Three war films set in Gallipoli, the Norwegian mountains and Warsaw

Three war films set in Gallipoli, the Norwegian mountains and Warsaw

Robert Tanitch reviews the latest DVDs

THE WATER DIVINER (Entertainment One). Three Australian brothers are killed in Gallipoli in 1915. When the war World has ended, their father goes to Turkey to find their graves and bring their bodies home. The story is inspired by fact; but Russell Crowe, in his directorial debut, adds fiction, a love interest with a Turkish widow (Olga Kurylenko) and her cute little boy. He also turns the bereaved father into an unlikely action hero. The film, sensitive to casualties on both sides, is at its most interesting when the father is being thwarted by British and Turkish  bureaucracy and in the scenes with a sympathetically drawn Turkish major (Yilmaz Erdogan) who is accused of having killed Australian casualties.

THE SABOTEURS (Arrow). Norwegian TV mini-series is a World War 2 drama in four languages. German scientist Werner Heisenberg is developing a nuclear bomb which could be capable of destroying the whole of London. The factory which supplies the heavy water is in the Norwegian mountains. The allies determine to sabotage the plant. The saboteurs are trained in the UK. The story has been told before in the 1965 Heroes of Telemark. This is much more sober, low-key, less gung-ho version and one which does touch briefly on the moral dilemma of bombing a ferryboat carrying the water when it is full of civilians. The cast is headed by Epen Klouman Hoiner, Christoper Bach and Pip Torrens.

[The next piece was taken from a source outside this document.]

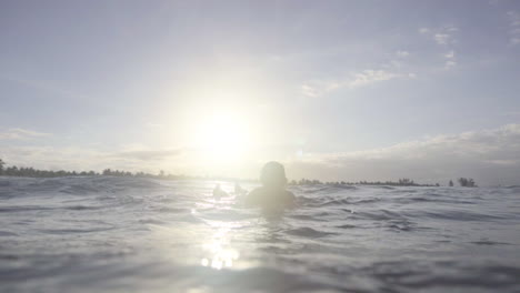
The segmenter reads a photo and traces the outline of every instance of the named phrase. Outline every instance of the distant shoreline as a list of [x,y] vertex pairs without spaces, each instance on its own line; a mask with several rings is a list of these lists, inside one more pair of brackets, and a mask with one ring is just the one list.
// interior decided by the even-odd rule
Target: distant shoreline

THE BATTLE FOR WARSAW (Kaleidoscope) is a Polish tribute to the Polish boy scouts who fought alongside the Home Army during World War 2. Their amateurish sabotage acts led to instant reprisals by the Nazis who rounded up civilians in the street and massacred them. Robert Glinski’s film (based on a cult 1943 novel by Alexander Kaminski) never rises above a Boys’ Own adventure story level  and doesn’t have the gritty realism of, for instance, Andrzej Wajda’s War Trilogy. You are always very conscious of young actors (led by Marcel Sabat) playacting at being at war. It never feels like the real thing. The film spends too much time watching one of the boys (Tomasz Zietel) being tortured.